Accanto alla produzione alta, la Richard Ginori apre anche al mercato popolare, con terraglie e ceramiche. Dal ’23 al ’38 ne assume la direzione artistica Giò Ponti che crea autentici capolavori, richiesti da tutta la raffinata borghesia internazionale. Negli anni ’60 la Richard Ginori si mette a produrre anche sanitari per bagno: il marchio diventa ancora più familiare. A Milano, lungo il Naviglio, proprio davanti alla chiesa di San Cristoforo, ci sono ancora gli storici capannoni dove aveva cominciato la sua avventura imprenditoriale Giulio Richard. La fabbrica era stata chiusa nel ’70, per colpa – si diceva – di Sindona. Faceva tristezza vederla andare in rovina, abbandonata. Poi, più o meno una decina dopo, alcune società immobiliari avevano cominciato a ristrutturarla e l’avevano trasformata in eleganti loft. Speculazione edilizia o riconversione, bonifica urbana, o un po’ l’una e un po’ l’altra.
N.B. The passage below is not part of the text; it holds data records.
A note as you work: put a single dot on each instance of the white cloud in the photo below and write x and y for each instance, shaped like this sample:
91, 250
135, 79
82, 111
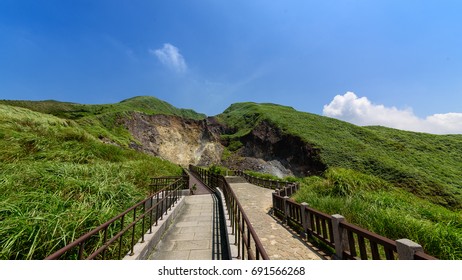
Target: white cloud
170, 56
361, 111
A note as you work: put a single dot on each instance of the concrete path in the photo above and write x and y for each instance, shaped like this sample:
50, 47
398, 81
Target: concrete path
190, 235
278, 241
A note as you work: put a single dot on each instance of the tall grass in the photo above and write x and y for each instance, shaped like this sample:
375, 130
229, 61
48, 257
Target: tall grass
372, 203
58, 182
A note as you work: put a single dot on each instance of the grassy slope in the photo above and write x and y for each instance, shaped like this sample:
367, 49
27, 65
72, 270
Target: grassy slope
427, 165
57, 181
418, 194
103, 120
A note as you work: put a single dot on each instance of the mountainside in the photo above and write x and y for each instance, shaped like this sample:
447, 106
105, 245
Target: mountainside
57, 181
82, 158
426, 165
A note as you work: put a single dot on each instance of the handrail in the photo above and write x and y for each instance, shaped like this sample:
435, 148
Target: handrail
242, 228
164, 200
320, 225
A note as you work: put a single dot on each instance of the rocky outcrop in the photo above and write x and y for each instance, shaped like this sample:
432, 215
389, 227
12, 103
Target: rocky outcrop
267, 149
183, 141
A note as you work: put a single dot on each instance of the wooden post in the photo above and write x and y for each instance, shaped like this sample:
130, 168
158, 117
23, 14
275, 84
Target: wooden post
407, 248
338, 235
286, 210
305, 220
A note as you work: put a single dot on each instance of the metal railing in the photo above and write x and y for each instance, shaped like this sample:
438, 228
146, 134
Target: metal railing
248, 244
116, 237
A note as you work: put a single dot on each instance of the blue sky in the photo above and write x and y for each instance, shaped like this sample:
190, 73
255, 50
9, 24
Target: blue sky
394, 57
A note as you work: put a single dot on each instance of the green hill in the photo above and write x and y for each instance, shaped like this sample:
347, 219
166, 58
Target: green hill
103, 121
57, 181
62, 160
396, 183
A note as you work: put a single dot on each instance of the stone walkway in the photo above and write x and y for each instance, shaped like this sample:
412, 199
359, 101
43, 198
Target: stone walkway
278, 241
190, 235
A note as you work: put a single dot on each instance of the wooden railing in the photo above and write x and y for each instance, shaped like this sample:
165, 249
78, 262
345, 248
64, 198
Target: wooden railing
245, 238
349, 241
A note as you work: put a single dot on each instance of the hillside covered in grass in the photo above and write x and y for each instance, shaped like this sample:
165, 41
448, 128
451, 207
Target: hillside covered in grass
104, 120
396, 183
57, 181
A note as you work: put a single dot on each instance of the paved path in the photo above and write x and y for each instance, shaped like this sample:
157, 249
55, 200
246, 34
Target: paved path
278, 241
190, 235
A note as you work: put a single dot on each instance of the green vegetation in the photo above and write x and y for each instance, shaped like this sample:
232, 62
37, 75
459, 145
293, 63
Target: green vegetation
104, 121
372, 203
427, 165
57, 181
396, 183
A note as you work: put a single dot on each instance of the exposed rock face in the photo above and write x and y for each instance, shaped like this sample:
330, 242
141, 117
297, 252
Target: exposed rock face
266, 149
179, 140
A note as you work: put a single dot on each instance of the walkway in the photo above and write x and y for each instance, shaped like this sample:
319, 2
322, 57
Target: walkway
190, 235
278, 241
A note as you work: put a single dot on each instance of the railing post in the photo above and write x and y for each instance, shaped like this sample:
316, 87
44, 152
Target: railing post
407, 248
286, 210
305, 220
338, 235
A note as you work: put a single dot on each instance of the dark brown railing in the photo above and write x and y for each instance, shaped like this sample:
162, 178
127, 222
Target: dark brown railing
268, 184
348, 240
116, 237
246, 239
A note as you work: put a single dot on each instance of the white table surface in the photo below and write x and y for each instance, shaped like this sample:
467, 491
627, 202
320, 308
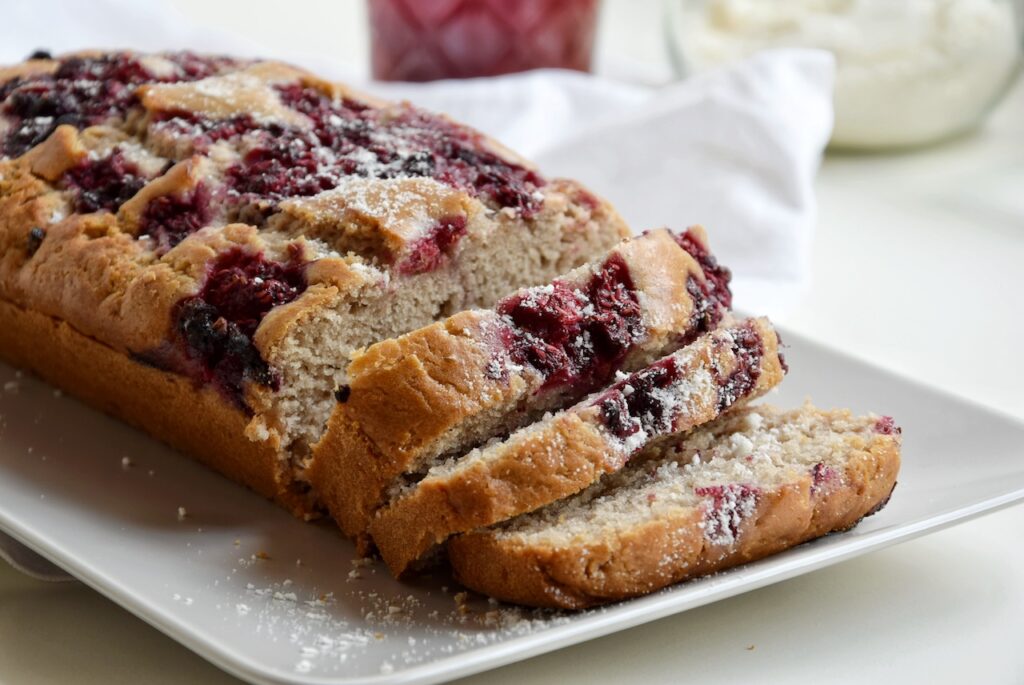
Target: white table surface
919, 267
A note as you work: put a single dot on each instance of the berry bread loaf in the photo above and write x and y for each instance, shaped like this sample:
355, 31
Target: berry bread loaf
439, 391
197, 244
564, 453
752, 483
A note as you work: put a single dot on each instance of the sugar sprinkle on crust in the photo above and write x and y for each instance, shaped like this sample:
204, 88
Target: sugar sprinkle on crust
743, 486
457, 383
566, 452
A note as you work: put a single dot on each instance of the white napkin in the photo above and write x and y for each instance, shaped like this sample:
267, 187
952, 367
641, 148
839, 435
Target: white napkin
734, 150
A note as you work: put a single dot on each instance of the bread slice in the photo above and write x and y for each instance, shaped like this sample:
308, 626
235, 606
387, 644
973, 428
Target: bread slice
566, 452
412, 401
242, 226
752, 483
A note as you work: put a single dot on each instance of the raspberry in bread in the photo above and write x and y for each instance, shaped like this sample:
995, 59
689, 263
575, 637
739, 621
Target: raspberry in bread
215, 233
566, 452
754, 482
438, 391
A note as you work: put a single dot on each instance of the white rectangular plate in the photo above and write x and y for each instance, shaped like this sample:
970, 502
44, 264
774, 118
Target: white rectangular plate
273, 600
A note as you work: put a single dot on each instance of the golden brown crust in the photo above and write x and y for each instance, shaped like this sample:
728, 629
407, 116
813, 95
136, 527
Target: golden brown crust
537, 467
146, 397
672, 549
92, 272
408, 393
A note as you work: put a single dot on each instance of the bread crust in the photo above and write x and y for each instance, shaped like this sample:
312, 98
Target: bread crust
410, 392
146, 397
672, 549
536, 468
89, 272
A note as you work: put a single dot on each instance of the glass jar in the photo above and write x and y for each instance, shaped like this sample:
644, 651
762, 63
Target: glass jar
423, 40
908, 72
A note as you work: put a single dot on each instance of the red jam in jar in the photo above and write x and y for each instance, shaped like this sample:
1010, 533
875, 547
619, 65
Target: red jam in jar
424, 40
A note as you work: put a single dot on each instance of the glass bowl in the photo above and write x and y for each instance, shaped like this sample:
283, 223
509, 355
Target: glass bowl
908, 72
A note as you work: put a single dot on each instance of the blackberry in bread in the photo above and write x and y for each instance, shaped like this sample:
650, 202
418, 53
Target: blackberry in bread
752, 483
564, 453
441, 390
212, 238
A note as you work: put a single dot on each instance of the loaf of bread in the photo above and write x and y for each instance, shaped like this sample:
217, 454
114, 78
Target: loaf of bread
566, 452
356, 305
752, 483
438, 391
198, 244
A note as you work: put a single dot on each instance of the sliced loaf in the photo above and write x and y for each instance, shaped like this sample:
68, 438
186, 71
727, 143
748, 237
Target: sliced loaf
753, 483
566, 452
441, 390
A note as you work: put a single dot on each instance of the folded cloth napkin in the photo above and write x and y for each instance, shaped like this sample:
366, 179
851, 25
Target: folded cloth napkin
735, 150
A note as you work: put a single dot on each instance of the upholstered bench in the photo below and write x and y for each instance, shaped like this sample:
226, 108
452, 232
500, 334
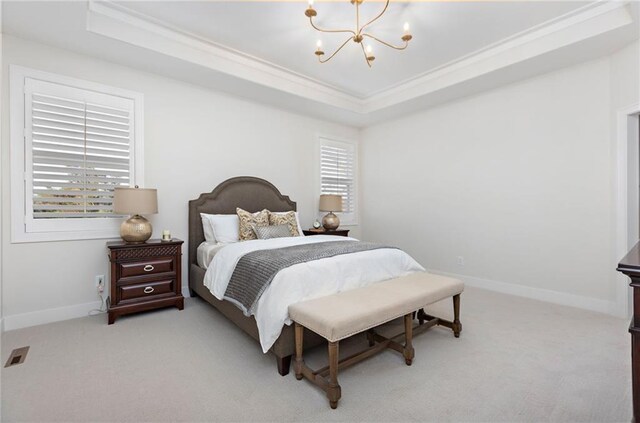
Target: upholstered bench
339, 316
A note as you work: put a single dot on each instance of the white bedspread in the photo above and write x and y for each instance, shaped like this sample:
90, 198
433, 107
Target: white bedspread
305, 280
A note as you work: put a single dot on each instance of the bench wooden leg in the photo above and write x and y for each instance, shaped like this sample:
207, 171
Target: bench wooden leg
299, 336
408, 350
284, 363
371, 337
333, 391
457, 326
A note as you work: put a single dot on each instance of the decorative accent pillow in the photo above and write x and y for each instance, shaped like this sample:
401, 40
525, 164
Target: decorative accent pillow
286, 218
272, 231
207, 229
225, 227
247, 220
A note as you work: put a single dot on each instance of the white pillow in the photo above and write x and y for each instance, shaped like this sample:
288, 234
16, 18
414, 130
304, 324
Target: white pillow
297, 220
226, 227
207, 228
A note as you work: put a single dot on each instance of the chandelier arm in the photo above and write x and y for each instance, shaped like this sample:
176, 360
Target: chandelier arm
374, 19
406, 43
329, 30
366, 59
335, 52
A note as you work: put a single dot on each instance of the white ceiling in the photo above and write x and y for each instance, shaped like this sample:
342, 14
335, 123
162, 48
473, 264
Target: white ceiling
280, 33
263, 50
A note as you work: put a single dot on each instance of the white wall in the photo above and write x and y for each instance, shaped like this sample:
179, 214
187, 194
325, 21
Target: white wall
517, 181
194, 139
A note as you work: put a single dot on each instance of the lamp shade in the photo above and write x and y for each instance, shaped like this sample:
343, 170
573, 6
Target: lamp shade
135, 201
330, 202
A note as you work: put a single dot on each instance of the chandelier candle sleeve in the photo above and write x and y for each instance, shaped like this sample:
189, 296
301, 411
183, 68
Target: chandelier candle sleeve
358, 35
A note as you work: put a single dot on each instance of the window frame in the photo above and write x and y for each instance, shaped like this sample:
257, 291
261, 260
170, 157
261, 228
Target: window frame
21, 179
346, 219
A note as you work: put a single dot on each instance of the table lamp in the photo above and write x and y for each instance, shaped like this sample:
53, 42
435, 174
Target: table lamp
135, 201
330, 203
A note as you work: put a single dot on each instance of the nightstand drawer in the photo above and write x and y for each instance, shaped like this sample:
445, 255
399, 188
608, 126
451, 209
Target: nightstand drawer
147, 267
144, 290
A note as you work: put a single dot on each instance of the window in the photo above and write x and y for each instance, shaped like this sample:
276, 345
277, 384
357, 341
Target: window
72, 143
338, 169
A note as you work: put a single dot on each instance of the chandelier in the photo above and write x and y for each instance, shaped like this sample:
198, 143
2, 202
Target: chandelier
358, 36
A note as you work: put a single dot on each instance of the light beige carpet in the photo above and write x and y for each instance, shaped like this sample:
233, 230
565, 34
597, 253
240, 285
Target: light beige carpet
517, 360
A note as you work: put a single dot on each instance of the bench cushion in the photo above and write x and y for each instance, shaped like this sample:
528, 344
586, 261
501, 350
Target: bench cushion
346, 313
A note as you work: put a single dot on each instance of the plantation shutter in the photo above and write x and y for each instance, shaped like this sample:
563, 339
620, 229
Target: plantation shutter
337, 173
79, 146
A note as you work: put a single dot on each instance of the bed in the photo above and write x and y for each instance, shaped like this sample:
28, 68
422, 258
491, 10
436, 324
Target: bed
251, 194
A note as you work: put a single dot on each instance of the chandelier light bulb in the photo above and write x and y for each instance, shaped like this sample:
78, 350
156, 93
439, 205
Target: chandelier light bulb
356, 35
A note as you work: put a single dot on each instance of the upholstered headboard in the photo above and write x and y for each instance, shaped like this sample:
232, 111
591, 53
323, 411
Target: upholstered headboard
247, 192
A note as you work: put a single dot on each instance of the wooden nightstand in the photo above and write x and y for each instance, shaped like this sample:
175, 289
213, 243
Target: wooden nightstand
144, 276
337, 232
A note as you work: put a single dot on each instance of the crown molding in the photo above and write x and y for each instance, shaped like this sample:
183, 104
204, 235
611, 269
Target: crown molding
117, 22
585, 23
122, 24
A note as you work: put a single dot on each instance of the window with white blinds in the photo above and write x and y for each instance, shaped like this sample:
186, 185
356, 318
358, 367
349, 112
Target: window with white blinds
338, 175
79, 144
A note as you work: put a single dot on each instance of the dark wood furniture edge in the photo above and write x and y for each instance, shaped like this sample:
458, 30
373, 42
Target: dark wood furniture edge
166, 300
630, 266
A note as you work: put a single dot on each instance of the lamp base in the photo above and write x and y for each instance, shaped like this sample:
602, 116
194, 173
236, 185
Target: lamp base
331, 221
136, 230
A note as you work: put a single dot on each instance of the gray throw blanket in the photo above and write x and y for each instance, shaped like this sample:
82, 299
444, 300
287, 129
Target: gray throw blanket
255, 270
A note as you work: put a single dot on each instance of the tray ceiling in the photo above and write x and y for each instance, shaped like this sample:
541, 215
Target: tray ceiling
279, 32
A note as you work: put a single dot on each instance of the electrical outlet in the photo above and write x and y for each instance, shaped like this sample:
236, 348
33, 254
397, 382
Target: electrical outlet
99, 281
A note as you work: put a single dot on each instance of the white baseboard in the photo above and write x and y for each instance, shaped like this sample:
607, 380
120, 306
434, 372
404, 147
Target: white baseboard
556, 297
18, 321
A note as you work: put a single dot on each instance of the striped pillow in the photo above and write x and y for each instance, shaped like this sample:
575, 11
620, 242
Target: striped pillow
273, 231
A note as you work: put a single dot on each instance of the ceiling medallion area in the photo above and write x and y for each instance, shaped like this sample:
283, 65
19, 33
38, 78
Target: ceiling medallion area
358, 36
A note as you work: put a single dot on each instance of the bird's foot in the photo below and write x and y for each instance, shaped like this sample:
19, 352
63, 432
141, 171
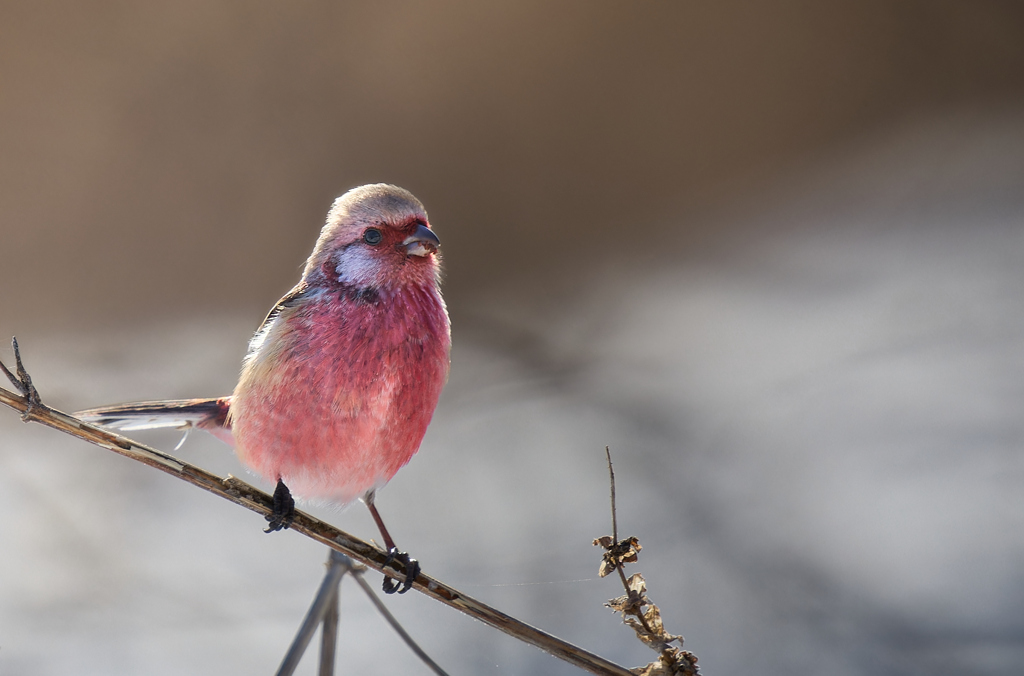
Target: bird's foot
412, 571
23, 382
284, 509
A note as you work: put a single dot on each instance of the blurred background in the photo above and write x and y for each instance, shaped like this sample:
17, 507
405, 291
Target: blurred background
772, 254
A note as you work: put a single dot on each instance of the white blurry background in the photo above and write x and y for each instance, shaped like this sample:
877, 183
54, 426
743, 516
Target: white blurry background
773, 258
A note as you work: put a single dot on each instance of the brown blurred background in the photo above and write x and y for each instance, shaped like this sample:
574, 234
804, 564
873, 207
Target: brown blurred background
165, 159
771, 253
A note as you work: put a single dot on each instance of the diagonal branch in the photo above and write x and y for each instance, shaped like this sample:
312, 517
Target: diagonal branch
255, 500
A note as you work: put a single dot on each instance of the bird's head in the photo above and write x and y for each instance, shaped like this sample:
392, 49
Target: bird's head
376, 237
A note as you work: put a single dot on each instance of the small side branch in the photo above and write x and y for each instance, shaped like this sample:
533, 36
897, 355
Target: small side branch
637, 609
247, 496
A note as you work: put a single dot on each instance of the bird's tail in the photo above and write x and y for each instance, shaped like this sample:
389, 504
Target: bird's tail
210, 415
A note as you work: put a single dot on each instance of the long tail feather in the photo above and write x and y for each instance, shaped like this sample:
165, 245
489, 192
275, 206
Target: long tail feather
210, 415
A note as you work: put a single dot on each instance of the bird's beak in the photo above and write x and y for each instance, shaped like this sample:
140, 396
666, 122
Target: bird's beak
421, 242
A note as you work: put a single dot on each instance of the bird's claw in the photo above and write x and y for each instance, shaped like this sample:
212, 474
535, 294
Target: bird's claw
284, 509
23, 381
412, 572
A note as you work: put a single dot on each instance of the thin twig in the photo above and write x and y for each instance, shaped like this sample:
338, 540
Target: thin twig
255, 500
313, 619
614, 537
611, 477
329, 628
379, 604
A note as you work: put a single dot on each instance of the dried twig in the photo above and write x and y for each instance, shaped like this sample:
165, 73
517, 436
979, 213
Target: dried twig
637, 609
253, 499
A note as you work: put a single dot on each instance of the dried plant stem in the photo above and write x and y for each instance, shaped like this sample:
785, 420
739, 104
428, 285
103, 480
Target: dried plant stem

Comunque la fabbrica di Sesto Fiorentino continuava a produrre vecchi e nuovi servizi, sempre bellissimi, sempre molto richiesti. Era anche stato costruito un magnifico museo e una Scuola d’Arte per formare i giovani alle tecniche tradizionali. Le cose sono andate bene fino al ’70, quando è diventata una controllata del gruppo Sindona, che nel ’73 la cede alla Liquigas di Raffaele Ursini, che a sua volta la passa alla Sai di Salvatore Ligresti. Nel 2006 un breve, disastroso passaggio alla Bormioli, che vorrebbe utilizzare lo storico marchio per prodotti di bassa qualità, adatti alle catene della grande distribuzione. Infine, nel 2007, il gruppo Ginori passa alla Starfin di Roberto Villa, che proprio nell’area occupata dalla fabbrica di Sesto Fiorentino aveva un progetto edilizio per un valore di 30 milioni di euro e oggi dichiara il fallimento.